I stepped over a stout stone wall and began salivating. Hints of rosemary, garlic, and roasting fowl hung about the back door. There was a saucer of cream on the stoop.
“What’s wrong?” said Floy from the dripping eves. “Think the cat’s going to tell?”
I walked with the bowl to the shadows at the edge of the lawn. The cream was thick and frothy, and I drank it down. All it did was make me hungrier.
I threw the bowl on the ground and cursed all saebels in all forms of water, rock, mud, and plant in a loud voice that earned me a hiss from Mordan.
“Reyna,” said Floy, “you could pretend you’re a saebel.”
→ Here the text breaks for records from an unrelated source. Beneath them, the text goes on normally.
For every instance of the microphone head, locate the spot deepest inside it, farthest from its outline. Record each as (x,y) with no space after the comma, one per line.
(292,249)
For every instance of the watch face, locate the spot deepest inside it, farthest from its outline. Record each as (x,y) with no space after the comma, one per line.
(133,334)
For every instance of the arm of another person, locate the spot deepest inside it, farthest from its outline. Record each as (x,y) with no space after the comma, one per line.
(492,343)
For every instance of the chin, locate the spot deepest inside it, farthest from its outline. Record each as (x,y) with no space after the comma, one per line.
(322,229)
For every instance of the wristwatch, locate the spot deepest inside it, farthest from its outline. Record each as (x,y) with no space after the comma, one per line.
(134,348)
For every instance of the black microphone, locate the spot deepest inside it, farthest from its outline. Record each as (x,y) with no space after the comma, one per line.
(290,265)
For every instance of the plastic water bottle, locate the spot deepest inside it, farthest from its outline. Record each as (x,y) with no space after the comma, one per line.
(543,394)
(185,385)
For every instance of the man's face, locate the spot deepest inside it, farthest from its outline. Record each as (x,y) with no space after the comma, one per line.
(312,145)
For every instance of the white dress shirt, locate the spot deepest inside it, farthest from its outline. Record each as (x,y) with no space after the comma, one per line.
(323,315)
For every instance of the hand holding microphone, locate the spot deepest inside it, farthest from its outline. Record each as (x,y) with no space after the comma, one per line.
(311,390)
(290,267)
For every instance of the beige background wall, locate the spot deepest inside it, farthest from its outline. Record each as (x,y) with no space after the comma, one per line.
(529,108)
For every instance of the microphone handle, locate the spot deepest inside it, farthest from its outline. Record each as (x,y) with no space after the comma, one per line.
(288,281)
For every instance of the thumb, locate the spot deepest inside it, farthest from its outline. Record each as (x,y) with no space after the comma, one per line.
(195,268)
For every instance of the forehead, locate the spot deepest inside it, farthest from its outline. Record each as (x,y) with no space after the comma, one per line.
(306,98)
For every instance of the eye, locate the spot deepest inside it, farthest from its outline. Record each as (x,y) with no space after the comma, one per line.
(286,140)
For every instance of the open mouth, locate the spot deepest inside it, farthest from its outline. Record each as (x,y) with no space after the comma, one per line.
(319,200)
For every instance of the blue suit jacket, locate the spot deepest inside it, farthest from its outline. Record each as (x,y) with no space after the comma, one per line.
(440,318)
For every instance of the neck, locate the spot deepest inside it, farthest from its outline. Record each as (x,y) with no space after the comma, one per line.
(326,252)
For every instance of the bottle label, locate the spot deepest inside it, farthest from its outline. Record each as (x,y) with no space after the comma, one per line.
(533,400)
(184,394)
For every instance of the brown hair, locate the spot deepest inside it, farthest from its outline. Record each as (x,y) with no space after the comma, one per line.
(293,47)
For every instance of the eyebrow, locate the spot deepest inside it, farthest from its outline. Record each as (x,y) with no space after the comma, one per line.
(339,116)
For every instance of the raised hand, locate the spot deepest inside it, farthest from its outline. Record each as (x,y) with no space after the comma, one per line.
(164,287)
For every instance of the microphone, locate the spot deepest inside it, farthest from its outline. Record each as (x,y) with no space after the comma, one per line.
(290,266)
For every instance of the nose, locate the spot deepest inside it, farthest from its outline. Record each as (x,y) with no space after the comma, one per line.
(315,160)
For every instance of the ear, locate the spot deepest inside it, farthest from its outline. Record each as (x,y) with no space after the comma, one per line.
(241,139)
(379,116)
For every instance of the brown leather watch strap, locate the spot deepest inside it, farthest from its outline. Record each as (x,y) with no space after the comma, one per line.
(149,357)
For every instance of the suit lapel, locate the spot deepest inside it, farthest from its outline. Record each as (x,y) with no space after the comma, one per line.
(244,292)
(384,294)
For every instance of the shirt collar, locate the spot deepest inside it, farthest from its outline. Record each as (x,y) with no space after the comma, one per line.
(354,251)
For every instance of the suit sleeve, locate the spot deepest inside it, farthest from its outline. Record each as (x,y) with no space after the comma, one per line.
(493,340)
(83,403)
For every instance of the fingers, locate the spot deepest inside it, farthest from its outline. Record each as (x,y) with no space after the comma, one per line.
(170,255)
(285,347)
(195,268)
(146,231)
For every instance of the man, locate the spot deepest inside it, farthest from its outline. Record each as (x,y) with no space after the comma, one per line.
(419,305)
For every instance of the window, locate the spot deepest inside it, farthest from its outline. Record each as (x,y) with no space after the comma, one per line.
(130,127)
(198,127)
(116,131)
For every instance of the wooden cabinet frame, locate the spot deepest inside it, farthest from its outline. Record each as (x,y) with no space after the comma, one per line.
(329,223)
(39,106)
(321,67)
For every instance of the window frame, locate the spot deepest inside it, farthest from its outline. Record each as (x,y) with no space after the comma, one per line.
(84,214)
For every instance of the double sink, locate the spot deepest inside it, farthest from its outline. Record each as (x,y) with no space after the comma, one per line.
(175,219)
“Why should I want to do that?”
“You’d get fed.” I stared at her. “Don’t you remember,” said Floy, “the stories about saebels that do yard work at night and get paid with meals in the evening, because the homeowners don’t want their fingers fused together?”
“They’re true?”
“True enough for these folk.”
“Saebels have insatiable appetites,” quoted Mordan. “
And
they don’t talk sense.”
“They’d do anything for a bit of meat,” said Floy.
“I’d anything for a bit of meat,” I said.
“Then you’d better get some sleep before working tonight,” said Floy.
When the windows of the place were all dark I struggled with hushing the cow and hauling tool after tool out of the shed. Then I stood despairingly at the edge of the large vegetable plot.